La découverte d’Érik Gonthier a permis de réévaluer et requalifier de nombreux objets préhistoriques. Des fouilles ont mis au jour d’autres types de lithophones : laminaires, ils se composent de séries de lames de tailles et d’épaisseurs distinctes, vraisemblablement disposées au gré du musicien, et composant une sorte de gamme. Si les lithophones nous mènent aux percussions, ils ne sont pas moins le fruit du travail de l’Homme. La technologie et le temps de polissage de ces pierres en font des instruments encore complexes. Ne pourrions-nous pas nous aventurer plus loin encore dans la simplification de la manufacture d’instruments? Nos aïeux connaissaient-ils les propriétés sonores des phonolithes? Ces minéraux sont composés d’une roche magmatique d’origine volcanique. De couleur sombre dans le cas des phonolithes noires du Teide (Tenerife), elles se présentent parfois sous des teintes allant du gris au verdâtre. Cette roche tire son nom du son clair qui retentit quand on la frappe. Il semble que des phonolithes aient été utilisés comme lithophones dès le Néolithique.

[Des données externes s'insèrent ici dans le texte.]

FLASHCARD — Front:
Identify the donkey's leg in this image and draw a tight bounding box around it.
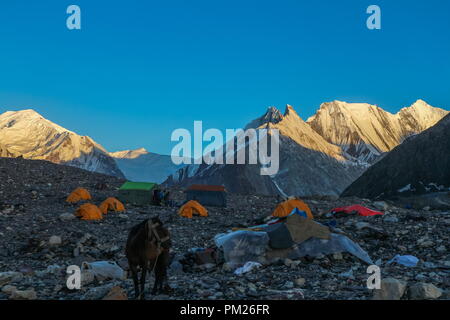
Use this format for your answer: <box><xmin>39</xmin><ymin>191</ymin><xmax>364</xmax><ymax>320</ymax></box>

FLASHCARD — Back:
<box><xmin>130</xmin><ymin>264</ymin><xmax>140</xmax><ymax>300</ymax></box>
<box><xmin>150</xmin><ymin>259</ymin><xmax>159</xmax><ymax>295</ymax></box>
<box><xmin>157</xmin><ymin>263</ymin><xmax>166</xmax><ymax>293</ymax></box>
<box><xmin>139</xmin><ymin>265</ymin><xmax>147</xmax><ymax>300</ymax></box>
<box><xmin>159</xmin><ymin>251</ymin><xmax>171</xmax><ymax>293</ymax></box>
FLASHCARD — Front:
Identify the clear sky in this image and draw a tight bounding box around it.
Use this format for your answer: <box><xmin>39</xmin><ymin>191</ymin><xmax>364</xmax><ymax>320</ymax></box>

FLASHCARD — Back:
<box><xmin>0</xmin><ymin>0</ymin><xmax>449</xmax><ymax>155</ymax></box>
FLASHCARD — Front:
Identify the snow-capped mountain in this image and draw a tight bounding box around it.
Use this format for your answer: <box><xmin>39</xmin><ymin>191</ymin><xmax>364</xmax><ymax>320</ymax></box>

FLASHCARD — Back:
<box><xmin>0</xmin><ymin>109</ymin><xmax>124</xmax><ymax>178</ymax></box>
<box><xmin>164</xmin><ymin>105</ymin><xmax>365</xmax><ymax>196</ymax></box>
<box><xmin>342</xmin><ymin>113</ymin><xmax>450</xmax><ymax>199</ymax></box>
<box><xmin>244</xmin><ymin>107</ymin><xmax>284</xmax><ymax>130</ymax></box>
<box><xmin>307</xmin><ymin>99</ymin><xmax>449</xmax><ymax>163</ymax></box>
<box><xmin>109</xmin><ymin>148</ymin><xmax>187</xmax><ymax>183</ymax></box>
<box><xmin>109</xmin><ymin>147</ymin><xmax>150</xmax><ymax>159</ymax></box>
<box><xmin>165</xmin><ymin>100</ymin><xmax>449</xmax><ymax>196</ymax></box>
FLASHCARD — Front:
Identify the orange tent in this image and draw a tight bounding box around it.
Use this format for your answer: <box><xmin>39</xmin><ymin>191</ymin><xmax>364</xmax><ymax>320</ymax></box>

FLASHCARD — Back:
<box><xmin>272</xmin><ymin>198</ymin><xmax>313</xmax><ymax>219</ymax></box>
<box><xmin>99</xmin><ymin>197</ymin><xmax>125</xmax><ymax>215</ymax></box>
<box><xmin>75</xmin><ymin>203</ymin><xmax>103</xmax><ymax>220</ymax></box>
<box><xmin>178</xmin><ymin>200</ymin><xmax>208</xmax><ymax>218</ymax></box>
<box><xmin>66</xmin><ymin>188</ymin><xmax>92</xmax><ymax>203</ymax></box>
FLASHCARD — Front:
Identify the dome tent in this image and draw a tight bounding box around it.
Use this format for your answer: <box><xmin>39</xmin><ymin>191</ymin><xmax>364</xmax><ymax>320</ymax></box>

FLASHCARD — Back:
<box><xmin>66</xmin><ymin>187</ymin><xmax>92</xmax><ymax>203</ymax></box>
<box><xmin>75</xmin><ymin>203</ymin><xmax>103</xmax><ymax>220</ymax></box>
<box><xmin>99</xmin><ymin>197</ymin><xmax>125</xmax><ymax>214</ymax></box>
<box><xmin>272</xmin><ymin>198</ymin><xmax>313</xmax><ymax>219</ymax></box>
<box><xmin>178</xmin><ymin>200</ymin><xmax>208</xmax><ymax>218</ymax></box>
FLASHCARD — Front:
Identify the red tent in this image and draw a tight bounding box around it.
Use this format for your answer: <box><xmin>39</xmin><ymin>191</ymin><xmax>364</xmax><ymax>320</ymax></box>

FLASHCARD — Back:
<box><xmin>331</xmin><ymin>205</ymin><xmax>383</xmax><ymax>217</ymax></box>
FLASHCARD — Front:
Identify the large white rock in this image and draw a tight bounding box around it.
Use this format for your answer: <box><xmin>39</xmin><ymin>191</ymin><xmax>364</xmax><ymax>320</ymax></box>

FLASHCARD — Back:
<box><xmin>49</xmin><ymin>235</ymin><xmax>62</xmax><ymax>246</ymax></box>
<box><xmin>59</xmin><ymin>213</ymin><xmax>76</xmax><ymax>221</ymax></box>
<box><xmin>409</xmin><ymin>283</ymin><xmax>443</xmax><ymax>300</ymax></box>
<box><xmin>373</xmin><ymin>278</ymin><xmax>407</xmax><ymax>300</ymax></box>
<box><xmin>10</xmin><ymin>289</ymin><xmax>37</xmax><ymax>300</ymax></box>
<box><xmin>0</xmin><ymin>272</ymin><xmax>23</xmax><ymax>286</ymax></box>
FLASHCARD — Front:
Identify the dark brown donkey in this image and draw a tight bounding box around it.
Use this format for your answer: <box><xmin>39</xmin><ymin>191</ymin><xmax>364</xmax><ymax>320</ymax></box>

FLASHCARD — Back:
<box><xmin>125</xmin><ymin>217</ymin><xmax>171</xmax><ymax>299</ymax></box>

Les propriétés de cette pierre en font un excellent conducteur sonore, elles sont d’ailleurs exploitées au Moyen Âge dans la construction d’édifices.
Lithophone

Les voûtes de la salle de l’écho de l’abbaye du XIe siècle de la Chaise-Dieu (France) sont construites en phonolithes. La propriété du conducteur acoustique de cette pierre permettait au confesseur de maintenir les lépreux à une dizaine de mètres de distance. Mais cette digression nous a fait faire un bond dans l’Histoire, revenons à nos ancêtres. Minéral rare et parcimonieusement réparti sur la planète, le phonolithe à grenats n’est présent que sur l’île d’Ua Pou, dans l’archipel des Marquises, en Polynésie française, au Brésil, en Éthiopie et en Europe dans le Massif central. Le premier instrument se devant d’être à la fois simple et universel, l’énigme de son origine ne peut ni faire appel à des techniques de fabrication élaborée ni à l’extraction ou l’échange d’un minéral rare. Ne devrions-nous pas, tout comme les chercheurs, élargir notre horizon et trouver plus simple encore? Et si nous commencions là où tout commence… à la maison et dans les lieux fréquentés là par nos ancêtres, leur habitat? C’est la démarche du musicologue Iégor Reznikoff, professeur émérite de l’Université de Paris Nanterre. S’il explore et redécouvre les grottes, c’est – pour emprunter son expression – «avec les oreilles » qu’il les étudie. Les recherches de Reznikoff ont révélé les propriétés sonores insoupçonnées de plusieurs grottes, comme celles d’Isturitz et d’Oxocelhaya dans la vallée de l’Adour, Pyrénées, France. Il a réussi à démontrer qu’il existait une corrélation positive entre l’emplacement de peintures pariétales et la résonance des parois. Cette découverte ouvre la voie à une toute nouvelle exploration des sites d’habitation et de fréquentation de nos ancêtres.